"Brönnimann ... provides a synthesis of the climate of the last three centuries based on state-of-the-art climate data and analyses. ... No other book has so comprehensively described the climate of this period using such a breadth of data sources and analysis tools. Summing Up: Highly recommended. Upper-division undergraduates and above." (J. Schoof, Choice, Vol. 53 (9), May, 2016)
"I found this to be a rewarding and very interesting book. ... this is an excellent and informative book, well-written and presented. I would strongly recommend it for anyone studying, researching or merely interested in climate and climate changes over the past millennium or so. It also attempts to place climate research into a historical perspective, which is both useful and interesting." (Giles Young, The Holocene, Vol. 26 (9), 2016)
1. Introduction.- 2. The Basis: Past Climate Observations and Methods.- 3. The Machinery: Mechanisms behind Climate Changes.-4. Climate Changes since 1700.- 5.- Conclusions.- References.

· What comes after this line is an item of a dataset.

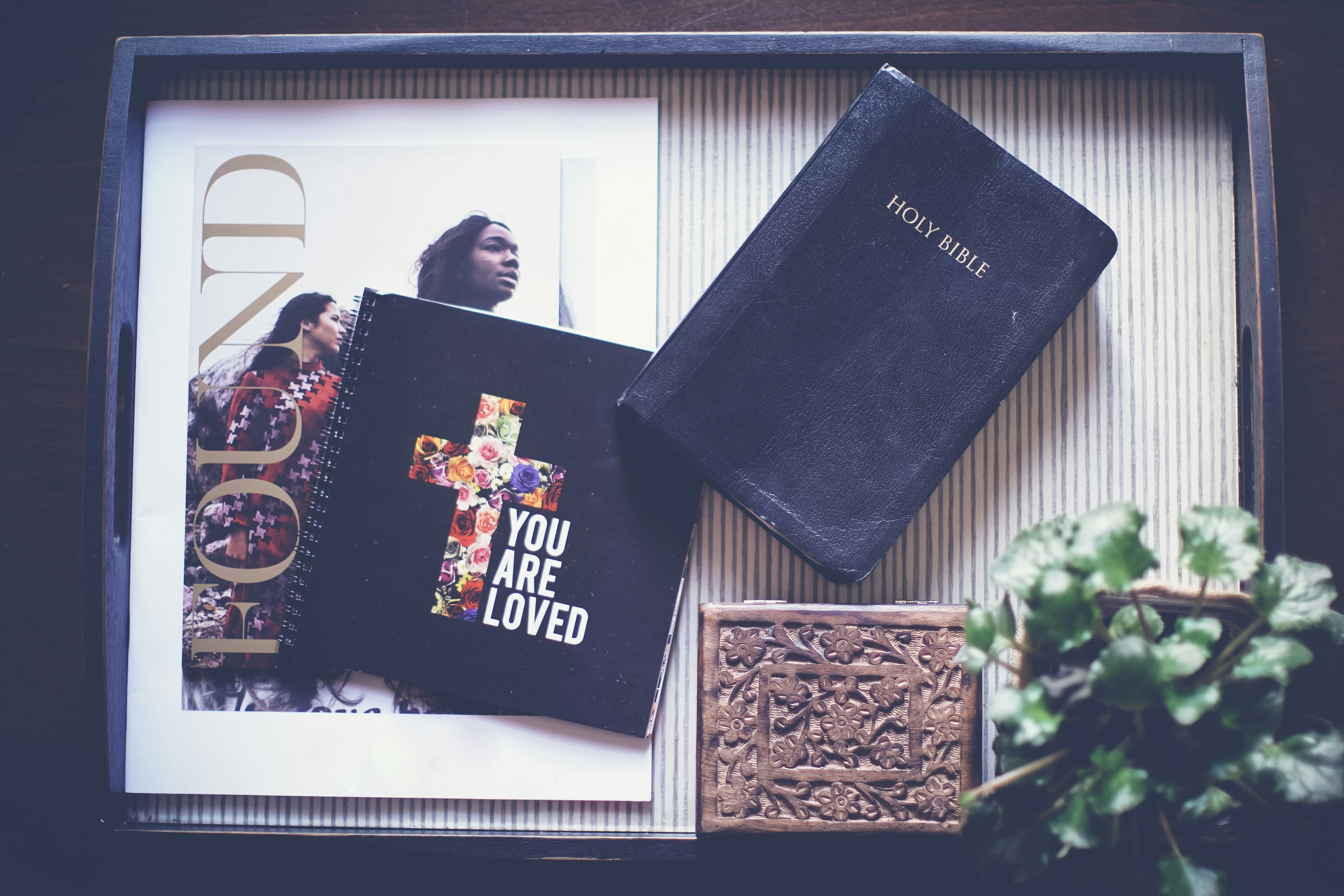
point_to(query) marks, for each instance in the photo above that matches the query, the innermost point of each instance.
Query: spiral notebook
(487, 524)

Earth’s climate is undergoing profound changes. Understanding and assessing these changes requires insight from the past. The period since 1700 is of particular relevance because Earth’s climate underwent a transition from the Little Ice Age climate to the era of anthropogenic global warming. Moreover, pronounced climatic excursions occurred on interannual and decadal time scales, and atmospheric composition changed. Recent developments in the fields of paleoclimatology and historical climatology – high-resolution climate proxies, climate model simulations, and numerical techniques such as data assimilation – allow a much more detailed analysis of climatic changes of the past centuries than possible only a decade ago. “Climatic Changes since 1700” – the title honours the 1890 book by the same title of geographer Eduard Brückner – covers data and methods used to study climate of the past centuries, summarises the mechanisms behind interannual to multidecadal climate variability and provides an overview of global climate history since 1700 based on new data sets and model simulations.